En los últimos días, a propósito de los frijoles y productos lácteos, se han manifestado dos contradicciones de las cuales, como país, podemos extraer dos lecciones que ayuden al desarrollo.
En ambos casos se ha planteado la contradicción entre exportar o limitar las exportaciones para asegurar el abastecimiento del mercado interno. De por medio, hay muchísimos ganadores y perdedores, sobre todo teniendo en cuenta que detrás de la producción de frijoles, leche y queso hay centenares de miles de productores y trabajadores que se benefician de la bonanza de los precios de exportación, y se ven perjudicados cuando se limitan las exportaciones; a la vez, se trata de productos de la canasta básica, y su encarecimiento, por la relativa escasez en el mercado interno, afecta negativamente a los consumidores.
La lección que se extrae de esa contradicción es obvia: incrementando la producción se puede servir a “dos señores”, exportar y abastecer apropiadamente el mercado interno.
En mis recorridos por Nicaragua he conocido lo que señalan los estudios: el crecimiento extensivo de la producción agropecuaria, arrasando la frontera agrícola, ha llegado a su límite. A la vez, y con motivo de la reciente presentación de un estudio sobre la tenencia de la tierra, se daban cifras de productividad que revelan que la única frontera que nos queda, enorme por cierto, para incrementar dramáticamente la producción agropecuaria es el incremento de la productividad. Nuestros niveles de productividad agropecuaria siguen estando más cerca de los de hace casi un siglo, que de la productividad media mundial, y ya no digamos la de países desarrollados.
Como señala Paul Krugman, Premio Nobel de Economía, “el incremento de la productividad de un país es el único camino que conduce a un mayor nivel de vida de la población en el largo plazo”.
Cambios en la productividad no son de corto plazo, aunque algunos resultados se pueden ver de inmediato, y basta recordar el efecto positivo del programa “libra por libra”, esto es el acceso a semilla mejorada.
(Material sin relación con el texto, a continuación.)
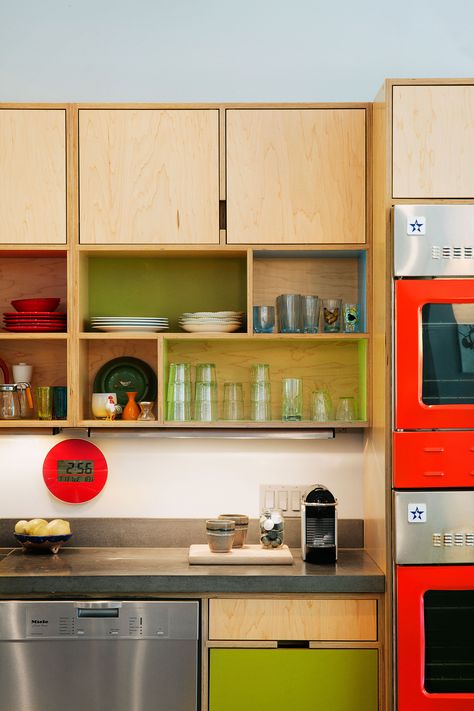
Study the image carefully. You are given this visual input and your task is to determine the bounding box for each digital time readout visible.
[56,459,94,483]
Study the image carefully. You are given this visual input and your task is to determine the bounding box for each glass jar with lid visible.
[259,509,285,548]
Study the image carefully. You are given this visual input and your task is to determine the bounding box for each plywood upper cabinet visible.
[0,108,66,244]
[79,109,219,244]
[226,108,366,245]
[393,85,474,198]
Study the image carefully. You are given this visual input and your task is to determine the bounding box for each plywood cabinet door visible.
[0,108,66,244]
[226,108,366,245]
[79,109,219,244]
[393,85,474,198]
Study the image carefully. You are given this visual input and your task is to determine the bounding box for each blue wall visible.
[0,0,474,102]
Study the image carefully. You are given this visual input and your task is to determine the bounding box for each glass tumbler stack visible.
[193,363,217,422]
[250,363,272,422]
[166,363,191,422]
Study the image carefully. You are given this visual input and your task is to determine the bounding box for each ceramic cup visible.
[92,393,117,420]
[253,306,275,333]
[12,363,33,383]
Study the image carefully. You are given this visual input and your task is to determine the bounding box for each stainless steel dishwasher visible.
[0,600,199,711]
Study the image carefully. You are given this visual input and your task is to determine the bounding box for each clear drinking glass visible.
[253,306,275,333]
[250,363,272,422]
[301,295,319,333]
[53,385,67,420]
[322,299,341,333]
[222,383,244,420]
[193,382,217,422]
[277,294,302,333]
[196,363,217,383]
[281,378,303,422]
[250,382,272,422]
[166,363,191,422]
[35,385,53,420]
[336,397,357,422]
[342,304,360,333]
[250,363,270,383]
[311,390,333,422]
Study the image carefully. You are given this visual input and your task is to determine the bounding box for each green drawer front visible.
[209,649,378,711]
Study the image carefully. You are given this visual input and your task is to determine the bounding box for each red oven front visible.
[396,565,474,711]
[394,279,474,430]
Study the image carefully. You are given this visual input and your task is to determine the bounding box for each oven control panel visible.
[394,490,474,565]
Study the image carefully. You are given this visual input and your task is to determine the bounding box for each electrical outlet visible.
[260,484,311,518]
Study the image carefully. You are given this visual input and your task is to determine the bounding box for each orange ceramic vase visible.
[122,393,140,420]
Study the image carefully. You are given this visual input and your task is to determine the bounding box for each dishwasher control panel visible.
[19,601,199,639]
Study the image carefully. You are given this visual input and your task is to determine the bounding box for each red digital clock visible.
[43,439,108,504]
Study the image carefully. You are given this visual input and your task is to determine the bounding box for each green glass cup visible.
[35,385,53,420]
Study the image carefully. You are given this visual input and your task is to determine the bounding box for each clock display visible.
[57,459,94,484]
[43,439,107,504]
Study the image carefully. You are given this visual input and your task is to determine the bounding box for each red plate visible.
[3,326,66,333]
[4,318,66,326]
[43,439,108,504]
[3,311,66,318]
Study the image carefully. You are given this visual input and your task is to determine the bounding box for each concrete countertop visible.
[0,546,385,598]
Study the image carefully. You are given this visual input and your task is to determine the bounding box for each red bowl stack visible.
[3,298,66,333]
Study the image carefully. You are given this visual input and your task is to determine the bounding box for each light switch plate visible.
[260,484,311,518]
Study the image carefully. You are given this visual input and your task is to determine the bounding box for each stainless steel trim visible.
[394,489,474,565]
[393,205,474,277]
[90,427,336,439]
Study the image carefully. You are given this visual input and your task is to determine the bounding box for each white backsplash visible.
[0,433,364,518]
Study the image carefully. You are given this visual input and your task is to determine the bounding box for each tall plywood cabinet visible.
[226,107,367,245]
[0,104,370,429]
[390,82,474,201]
[0,108,66,245]
[79,108,219,245]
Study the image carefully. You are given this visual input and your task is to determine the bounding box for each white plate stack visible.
[90,316,169,333]
[179,311,244,333]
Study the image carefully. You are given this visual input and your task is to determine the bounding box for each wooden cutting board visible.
[189,543,293,565]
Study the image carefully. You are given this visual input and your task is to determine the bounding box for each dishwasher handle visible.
[76,607,119,619]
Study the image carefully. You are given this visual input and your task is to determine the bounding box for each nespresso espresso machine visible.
[301,484,337,565]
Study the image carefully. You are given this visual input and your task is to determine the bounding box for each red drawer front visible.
[392,431,474,489]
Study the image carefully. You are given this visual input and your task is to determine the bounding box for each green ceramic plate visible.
[93,356,157,407]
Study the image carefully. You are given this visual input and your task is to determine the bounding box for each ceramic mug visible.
[92,393,117,420]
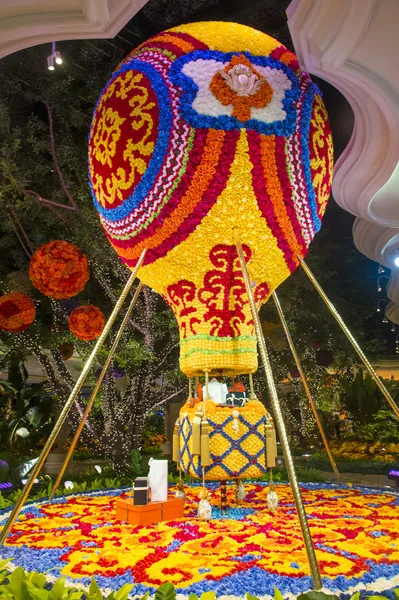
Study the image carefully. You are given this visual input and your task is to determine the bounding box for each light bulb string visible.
[249,373,256,400]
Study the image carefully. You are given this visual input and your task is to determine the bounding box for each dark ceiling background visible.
[117,0,395,354]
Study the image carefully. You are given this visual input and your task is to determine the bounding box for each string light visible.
[377,298,389,312]
[377,276,390,292]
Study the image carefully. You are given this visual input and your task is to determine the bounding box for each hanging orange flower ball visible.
[0,292,36,333]
[68,304,105,342]
[29,240,89,300]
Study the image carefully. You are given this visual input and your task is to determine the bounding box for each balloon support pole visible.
[272,292,342,484]
[298,256,399,419]
[49,282,143,502]
[0,249,146,546]
[237,242,322,590]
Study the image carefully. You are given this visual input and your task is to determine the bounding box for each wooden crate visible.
[116,496,184,525]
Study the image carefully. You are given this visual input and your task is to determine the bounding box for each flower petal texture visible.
[68,304,105,342]
[0,292,36,333]
[0,483,399,600]
[89,22,333,376]
[29,240,89,300]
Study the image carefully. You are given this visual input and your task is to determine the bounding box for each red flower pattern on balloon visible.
[68,304,105,342]
[0,292,36,333]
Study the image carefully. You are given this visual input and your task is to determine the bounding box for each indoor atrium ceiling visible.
[0,0,399,332]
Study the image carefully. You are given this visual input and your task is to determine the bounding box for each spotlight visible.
[47,42,62,71]
[47,54,55,71]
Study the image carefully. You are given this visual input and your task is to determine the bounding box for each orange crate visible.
[116,496,184,525]
[162,496,184,521]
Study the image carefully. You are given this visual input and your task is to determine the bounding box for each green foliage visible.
[356,410,399,443]
[0,356,54,452]
[309,453,399,475]
[342,369,384,424]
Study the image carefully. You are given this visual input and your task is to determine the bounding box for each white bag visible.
[148,458,168,502]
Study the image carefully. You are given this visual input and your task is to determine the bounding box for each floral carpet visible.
[0,484,399,598]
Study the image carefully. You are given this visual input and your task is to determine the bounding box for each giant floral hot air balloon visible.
[89,22,333,478]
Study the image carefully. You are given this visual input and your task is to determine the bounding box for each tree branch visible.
[44,102,79,211]
[8,214,32,260]
[155,342,179,372]
[144,386,186,417]
[10,206,35,254]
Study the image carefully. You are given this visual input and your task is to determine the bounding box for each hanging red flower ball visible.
[0,292,36,333]
[29,240,89,300]
[68,304,105,342]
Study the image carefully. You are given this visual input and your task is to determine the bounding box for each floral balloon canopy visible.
[89,22,333,376]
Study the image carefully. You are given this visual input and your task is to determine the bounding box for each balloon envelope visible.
[89,22,333,376]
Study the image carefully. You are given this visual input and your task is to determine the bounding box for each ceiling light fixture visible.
[47,42,63,71]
Pero si los mayores y sostenidos cambios en la productividad requieren tiempo, hay que recordar, como bien lo saben los campesinos, que el camino largo hay que empezarlo pronto. Por tanto, más urgente tomar acciones al respecto.
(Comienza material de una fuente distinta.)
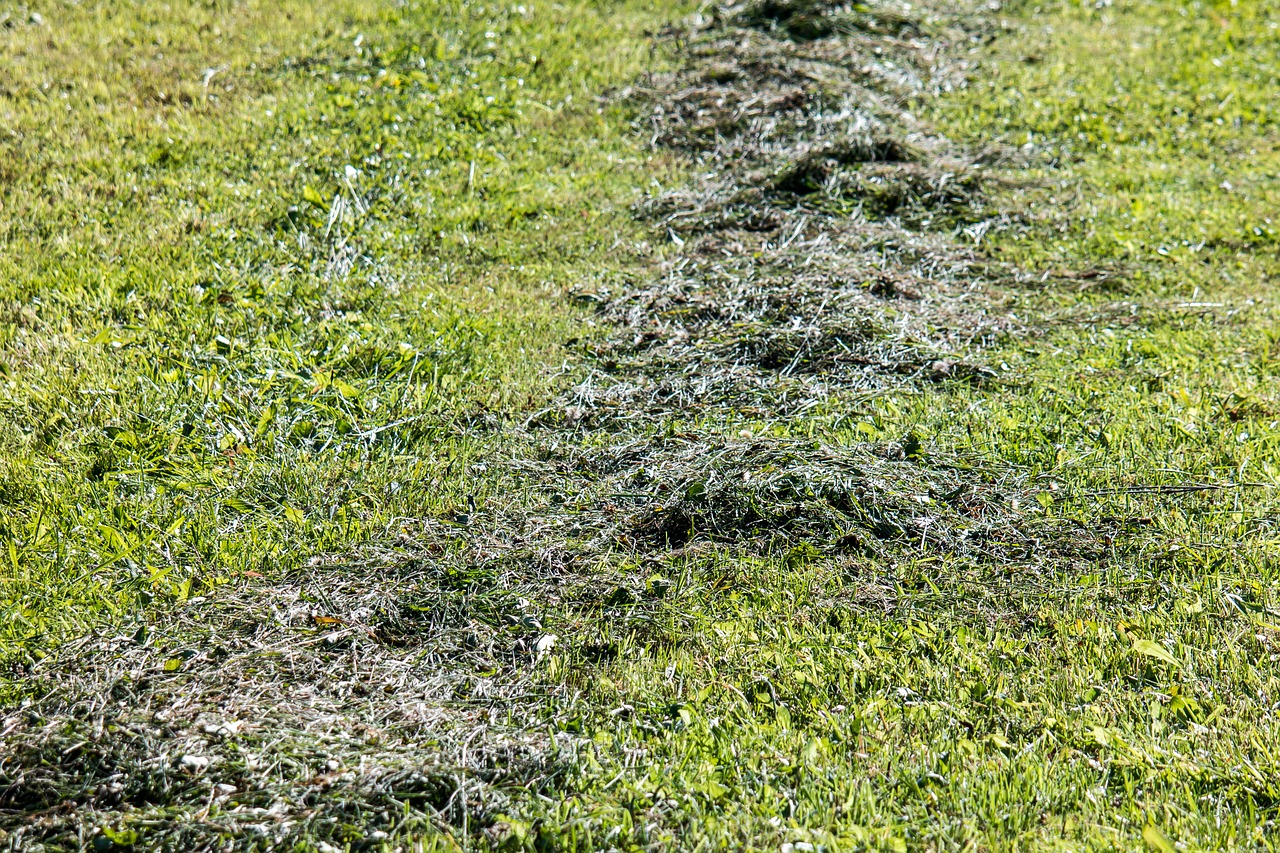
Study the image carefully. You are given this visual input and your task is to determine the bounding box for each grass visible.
[0,0,1280,850]
[0,3,691,661]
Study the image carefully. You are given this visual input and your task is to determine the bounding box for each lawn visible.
[0,0,1280,853]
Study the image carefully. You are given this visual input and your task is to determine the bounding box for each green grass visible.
[501,1,1280,849]
[0,0,1280,850]
[0,1,691,661]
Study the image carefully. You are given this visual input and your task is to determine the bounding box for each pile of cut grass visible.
[0,1,1280,850]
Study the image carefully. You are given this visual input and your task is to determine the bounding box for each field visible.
[0,0,1280,853]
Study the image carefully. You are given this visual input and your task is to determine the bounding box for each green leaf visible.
[1133,638,1181,667]
[1142,824,1178,853]
[302,187,329,210]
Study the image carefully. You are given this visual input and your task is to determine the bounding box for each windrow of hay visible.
[0,0,1059,850]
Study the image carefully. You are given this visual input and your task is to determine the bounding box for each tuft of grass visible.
[0,0,1280,852]
[0,1,691,667]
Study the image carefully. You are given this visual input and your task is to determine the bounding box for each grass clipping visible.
[0,0,1036,850]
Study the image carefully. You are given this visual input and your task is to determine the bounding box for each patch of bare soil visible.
[0,0,1064,850]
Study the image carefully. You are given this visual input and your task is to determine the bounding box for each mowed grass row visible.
[0,0,677,666]
[491,0,1280,850]
[0,0,1280,850]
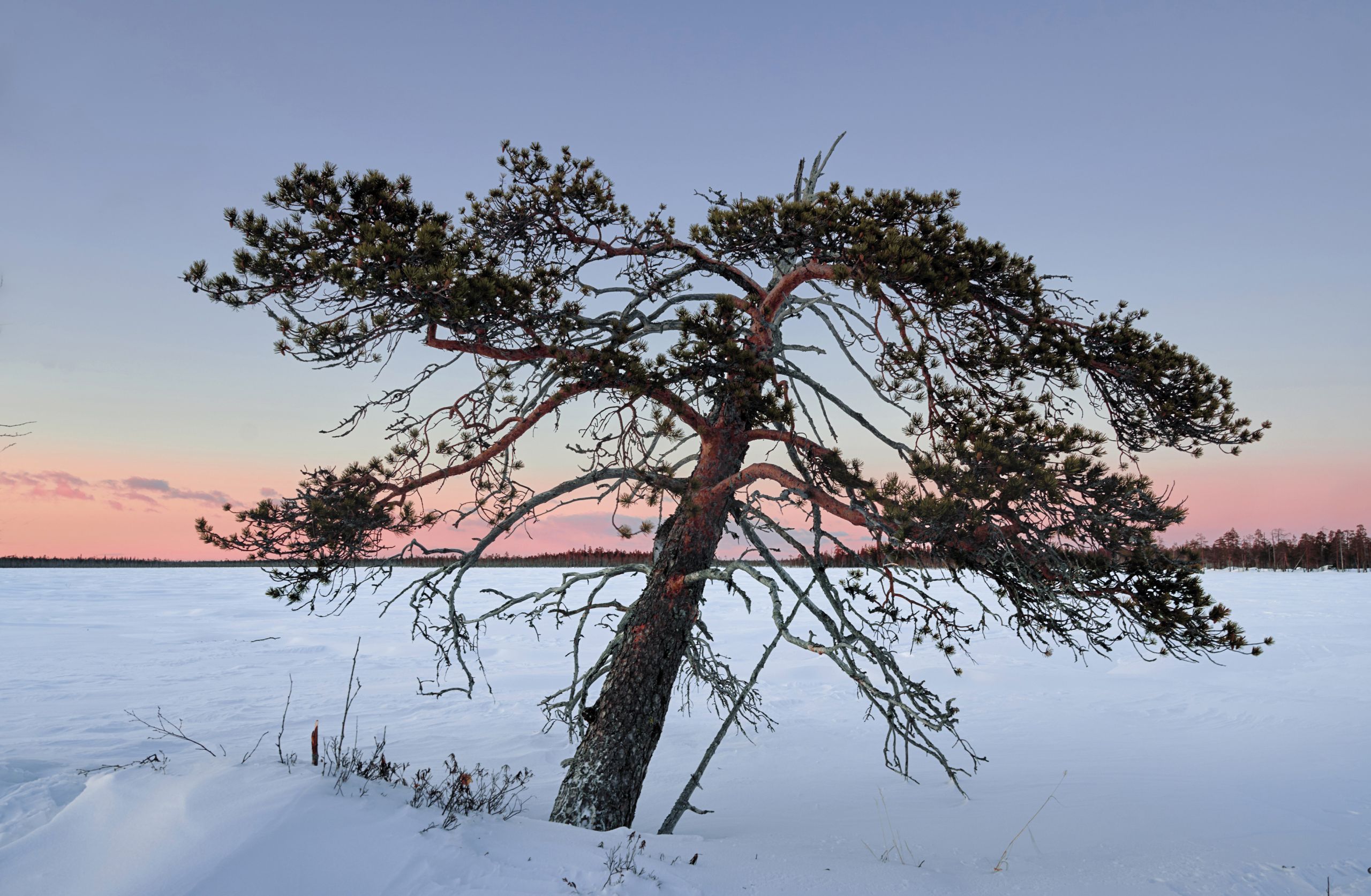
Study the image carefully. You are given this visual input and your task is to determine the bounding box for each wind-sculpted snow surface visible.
[0,569,1371,896]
Cambios en la productividad también dependen de múltiples factores: infraestructura, conocimiento de los productores, asistencia técnica, créditos para inversiones, seguridad de los derechos de propiedad, insumos, redes de comercialización, entre otras cosas. Si son muchos factores, por tanto son muchos los actores involucrados: gobierno, bancos, universidades e institutos técnicos, empresas de maquinaria e insumos, y, desde luego, los propios productores.
En resumen, por los plazos, los requerimientos y los actores involucrados, cambios en la productividad requieren políticas y programas persistentes, que van más allá de cualquier gobierno, pero cada gobierno, sin renunciar a su propio sello, tiene la responsabilidad de asegurar que la acción coordinada de actores y factores se mantenga. Si cada gobierno implica un cambio radical en las reglas del juego, o una partidización de políticas, programas e instituciones, como ha sido nuestra historia, no vamos a ninguna parte.
Y es aquí donde aflora la segunda contradicción: mientras en general se impedía la exportación de frijoles, algunos privilegiados con acceso al gobierno continuaron exportando, con el doble beneficio del acceso a la exportación, a buenos precios, y la compra en el mercado interno a precios de “guate mojado”, porque los productores se quedaron sin mercado de exportación, y hasta con dificultades para pagar los créditos adquiridos. Es decir, la “privatización corrupta” de las decisiones gubernamentales se aparece no solamente como un problema ético y político, lo que ya es suficiente, sino también como un problema técnico que limita las posibilidades del crecimiento de la producción.
Las lecciones son para todos: no se puede separar la agenda técnica de la agenda institucional y política. Y si todos, gobierno y ciudadanos, aprendemos esas lecciones, todos ganamos.